Ce fut ensuite au tour de Coldcut d'intervenir. Leur formule fut pour le moins originale, puisqu'ils ont mixé de la vidéo sonore avec de l'audio*. Par exemple, sur « More beats & pieces », morceau qui prend l'allure d'un manifeste, voir et entendre la chanson du chef orang- outan du « Livre de la jungle » de Disney, mixée et « scratchée » sur le beat a littéralement fait exploser le public de joie. Je passe donc sur les croassements de grenouille, les discours de Reagan ou autres bruits de tronçonneuses qui ont rythmé la soirée dans une ambiance explosive. Bref, un pur moment de bonheur grâce au fait que Coldcut on su garder dans leur démarche une chose fondamentale : l'humour.

En ce qui concerne Herbaliser, qui ont conclu cette nuit Ninja ; je ne saurais vous dire grand-chose, car j'étais déjà parti, ma voiture ayant la fâcheuse habitude de se transformer en citrouille passé des heures tardives.

* Certains esprits chagrins me diront que le groupe américain EBN avait déjà expérimenté la formule audio/vidéo dès 1994 (ils ont d'ailleurs remixé récemment le single de Coldcut « Timber »). C'est vrai, mais leur live-act est incomparablement moins talentueux et chaleureux.

Alain

PARADE - Paris - 19 sept

Départ place Denfert-Rochereau pour faire vibrer Paris jusqu'à la fin de l'après-midi. Cette fête est un symbole de la force et de la créativité de cette culture.

La priorité est donnée à la diversité des structures représentées.
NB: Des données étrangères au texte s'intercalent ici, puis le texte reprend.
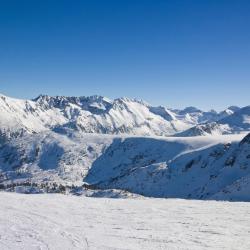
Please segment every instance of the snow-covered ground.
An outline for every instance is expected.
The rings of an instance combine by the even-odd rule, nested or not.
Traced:
[[[0,249],[250,249],[250,203],[0,193]]]

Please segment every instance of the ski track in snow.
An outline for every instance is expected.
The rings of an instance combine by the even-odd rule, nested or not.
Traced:
[[[250,203],[0,193],[0,249],[250,249]]]

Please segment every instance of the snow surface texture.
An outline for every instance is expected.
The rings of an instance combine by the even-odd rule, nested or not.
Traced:
[[[0,249],[250,249],[250,204],[0,192]]]
[[[24,135],[0,148],[0,184],[88,183],[144,196],[247,201],[250,144],[243,137]]]

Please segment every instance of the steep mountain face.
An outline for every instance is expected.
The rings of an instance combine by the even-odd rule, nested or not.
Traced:
[[[171,153],[176,148],[162,154],[161,146],[152,150],[154,160],[146,150],[130,144],[131,152],[141,150],[130,154],[132,163],[124,160],[123,150],[116,146],[92,166],[85,180],[103,189],[118,188],[153,197],[249,201],[249,138],[205,149],[182,149],[182,153],[174,153],[175,157]]]
[[[186,131],[176,133],[175,136],[206,136],[206,135],[222,135],[231,134],[232,130],[228,124],[219,124],[217,122],[198,124]]]
[[[242,137],[26,134],[1,146],[0,184],[88,183],[153,197],[250,200],[250,136]]]
[[[0,95],[0,188],[52,183],[250,200],[249,130],[250,106],[217,113],[128,98]]]
[[[176,136],[235,134],[250,131],[250,106],[230,107],[220,113],[218,117],[222,117],[222,119],[195,125],[186,131],[177,133]]]

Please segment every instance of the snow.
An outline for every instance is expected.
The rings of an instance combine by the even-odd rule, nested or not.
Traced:
[[[250,203],[0,193],[0,249],[250,249]]]

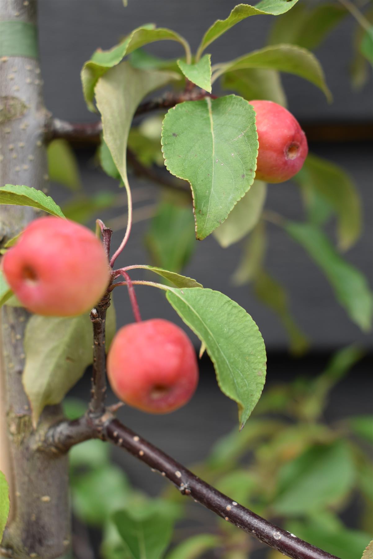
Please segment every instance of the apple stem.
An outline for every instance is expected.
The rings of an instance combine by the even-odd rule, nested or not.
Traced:
[[[137,302],[137,299],[135,291],[135,287],[133,287],[133,285],[131,280],[131,278],[127,274],[127,272],[125,272],[124,269],[116,270],[116,273],[117,272],[119,272],[121,275],[123,276],[126,280],[125,283],[128,290],[128,296],[130,297],[130,301],[131,301],[131,305],[132,307],[132,312],[133,312],[135,320],[136,322],[141,322],[141,316],[140,315],[140,309],[138,307],[138,303]]]
[[[96,220],[96,226],[99,227],[101,231],[102,236],[102,243],[104,249],[108,257],[108,260],[110,259],[110,245],[111,244],[111,236],[113,234],[113,230],[109,227],[106,227],[103,221],[101,219]]]

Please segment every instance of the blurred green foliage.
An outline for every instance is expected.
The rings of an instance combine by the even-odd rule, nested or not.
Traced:
[[[192,471],[329,553],[341,559],[361,557],[371,538],[373,468],[366,445],[372,442],[373,416],[331,425],[322,416],[330,390],[362,355],[355,346],[345,348],[318,376],[299,376],[265,390],[242,431],[235,429],[217,440]],[[70,419],[84,409],[79,400],[65,401]],[[208,533],[194,520],[195,533],[180,537],[178,523],[193,520],[200,505],[170,486],[159,497],[147,497],[111,463],[108,446],[100,440],[73,447],[70,460],[74,514],[102,530],[103,559],[197,559],[209,549],[224,559],[246,559],[260,545],[218,517]],[[341,514],[356,499],[361,516],[347,528]],[[270,549],[267,556],[282,557]]]

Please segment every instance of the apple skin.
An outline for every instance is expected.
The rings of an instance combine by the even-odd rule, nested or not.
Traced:
[[[74,316],[104,295],[110,269],[103,247],[89,229],[61,217],[36,219],[4,255],[9,286],[31,312]]]
[[[305,134],[284,107],[273,101],[248,102],[256,113],[259,150],[255,178],[283,182],[302,169],[308,153]]]
[[[162,319],[118,330],[109,350],[107,372],[120,400],[152,414],[169,413],[186,404],[199,376],[190,340],[181,328]]]

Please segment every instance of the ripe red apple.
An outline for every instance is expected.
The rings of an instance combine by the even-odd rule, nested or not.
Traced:
[[[153,414],[181,408],[198,382],[195,352],[185,332],[153,319],[121,328],[109,350],[108,377],[120,400]]]
[[[284,107],[272,101],[249,101],[256,113],[259,150],[255,178],[283,182],[302,167],[308,153],[305,134]]]
[[[26,228],[2,266],[22,305],[45,316],[73,316],[90,310],[110,278],[106,254],[94,233],[51,216]]]

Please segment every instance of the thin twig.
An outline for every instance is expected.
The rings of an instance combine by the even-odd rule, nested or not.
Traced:
[[[110,292],[107,292],[99,303],[90,312],[93,325],[93,366],[89,413],[102,414],[105,410],[106,396],[106,351],[105,323],[106,311],[110,305]]]
[[[187,101],[199,101],[206,97],[216,98],[203,89],[195,87],[190,91],[169,91],[161,97],[151,99],[140,105],[135,113],[134,117],[144,115],[146,113],[159,109],[168,109],[174,107],[178,103]],[[100,134],[102,132],[101,121],[96,122],[69,122],[60,119],[51,119],[47,131],[47,139],[50,141],[56,138],[63,138],[69,141],[91,141],[98,143]]]
[[[101,219],[96,220],[96,224],[99,227],[102,236],[102,243],[104,245],[104,249],[108,257],[108,260],[110,259],[110,245],[111,243],[111,236],[113,234],[113,230],[109,227],[106,227],[103,221]]]
[[[138,307],[138,303],[137,302],[136,294],[135,291],[135,288],[133,287],[132,282],[131,281],[131,278],[127,272],[123,269],[117,270],[116,271],[119,272],[123,276],[126,280],[126,284],[128,291],[128,296],[130,297],[130,301],[131,301],[131,305],[132,307],[132,312],[133,313],[135,320],[136,322],[141,322],[141,315],[140,315],[140,309]]]
[[[132,225],[135,223],[139,223],[140,221],[150,219],[155,214],[156,210],[156,204],[147,204],[141,208],[136,208],[132,212]],[[116,217],[113,217],[108,222],[111,227],[116,233],[121,229],[123,229],[126,226],[126,220],[128,219],[128,212],[126,212],[125,214],[118,215]]]
[[[335,556],[307,543],[233,501],[117,419],[113,419],[111,414],[107,414],[107,418],[106,420],[104,415],[93,422],[91,420],[90,425],[87,415],[74,422],[64,421],[50,429],[47,437],[55,449],[64,452],[73,444],[89,438],[99,437],[109,441],[127,451],[153,471],[159,472],[172,482],[183,495],[190,496],[227,522],[288,557],[293,559],[337,559]],[[78,435],[75,442],[74,430]]]

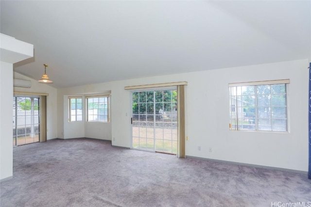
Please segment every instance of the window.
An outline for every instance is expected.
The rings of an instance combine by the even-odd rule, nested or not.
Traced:
[[[69,121],[82,121],[82,97],[69,97]]]
[[[289,80],[229,84],[230,130],[287,131],[287,83]]]
[[[109,122],[109,96],[87,97],[87,121]]]

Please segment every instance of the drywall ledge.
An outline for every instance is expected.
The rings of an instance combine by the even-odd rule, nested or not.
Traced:
[[[14,64],[34,57],[34,45],[0,33],[1,61]]]

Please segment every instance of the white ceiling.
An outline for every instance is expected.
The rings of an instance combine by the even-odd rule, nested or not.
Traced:
[[[311,57],[310,0],[0,2],[14,70],[55,88]]]

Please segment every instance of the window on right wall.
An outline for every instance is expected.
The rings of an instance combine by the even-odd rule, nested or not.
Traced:
[[[289,80],[229,83],[231,130],[287,132]]]

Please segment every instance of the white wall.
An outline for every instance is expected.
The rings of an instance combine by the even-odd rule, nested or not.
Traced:
[[[47,97],[47,139],[50,140],[57,137],[57,90],[51,85],[39,83],[35,80],[19,73],[14,72],[15,79],[27,80],[31,81],[31,87],[14,87],[14,92],[41,93],[48,94]]]
[[[33,57],[34,46],[3,34],[0,36],[0,180],[3,180],[13,175],[13,64]]]
[[[110,139],[114,145],[129,147],[131,116],[126,114],[131,113],[131,92],[124,86],[187,81],[187,156],[307,171],[308,63],[305,59],[60,89],[58,106],[64,107],[65,95],[111,90]],[[286,79],[291,81],[289,133],[229,130],[228,83]],[[64,111],[58,111],[61,128]],[[102,129],[93,127],[93,131]]]
[[[13,171],[13,64],[1,62],[0,67],[0,179],[2,179],[11,177]]]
Ainsi nous avons pu entendre tous les styles de musiques électroniques : de la house au hardcore en passant par la techno et la jungle.

Le superbe soleil qui brillait sur Paris a attiré jusqu'à 200 000 personnes estime l'association organisatrice Technopol. Grâce à cette fête, la techno a su se montrer sous son visage fédérateur et la couverture médiatique de l'événement est sans précédent en France. La foule est compacte, elle marche en rythme, nous essayons parfois de nous déplacer le long du défilé pour voir un maximum de chars, mais c'est sacrement difficile. Les participants escaladent de temps en temps une poubelle, un feu de signalisation ou un arrêt de bus pour se rendre compte de l'importance du défilé auquel ils prennent part, il faut dire que l'on en était assez fier.

Le cortège arrive place de la Nation vers 19H, c'est noir de monde, un sound-system géant est installé et on peu vaguement apercevoir la silhouette de Carl Cox qui mixe loin, très loin, à l'autre bout de la place. L'ambiance était bonne, mais on ne peut pas oublier la violence avec laquelle des casseurs ont agressé les participants vers 22H. Entre les gaz lacrymogènes et ces bandes de types au comportement bestial, nous ne savons plus vraiment où nous mettre. Malgré tout, les personnes provoquées par les agresseurs ont fait preuve d'une retenu et d'un fair-play exemplaires.

A 23H Laurent Garnier interrompt son set "10 ans de musiques Techno " et annonce simplement : " On va devoir arrêter ". Par la suite, la plus grosse soirée était au zénith, la fête est organisée par Magic Garden, elle était magnifique mais je restais un peu dépité par les affrontements place de la Nation.

Ickneu

RITCHIE HAWTIN - 12/11- 4 SANS/BX

Après une dizaine d'années d'existence, la Techno pure et dure serait-elle défunte ? La question est on ne peut plus d'actualité après avoir vu l'un des grands représentants planétaire de ce style.

En effet, la déception et le bourrage de tête étaient de mise suite à la prestation du Canadien Ritchie Hawtin. Pour une fois, le flyer collait parfaitement à la soirée : vide, froid, dépouillé, décourageant, facile, ennuyeux... Déception ; on attendait du « 3 decks mix » : il n'en fut rien et Ritchie nous balança un mix profondément bourrin destiné sans nul doute à la Hype du 4 sans, c'est à dire dans le genre « rocker simulant un orgasme sur sa Harley en dansant sur de la musique électronique ». Amusant ? Pathétique 3 minutes après. Pour tout dire, l'attraction de la soirée se dirigea très rapidement vers les quelques Clubchicks qui gigotaient non loin de l'imposant comptoir du Bar.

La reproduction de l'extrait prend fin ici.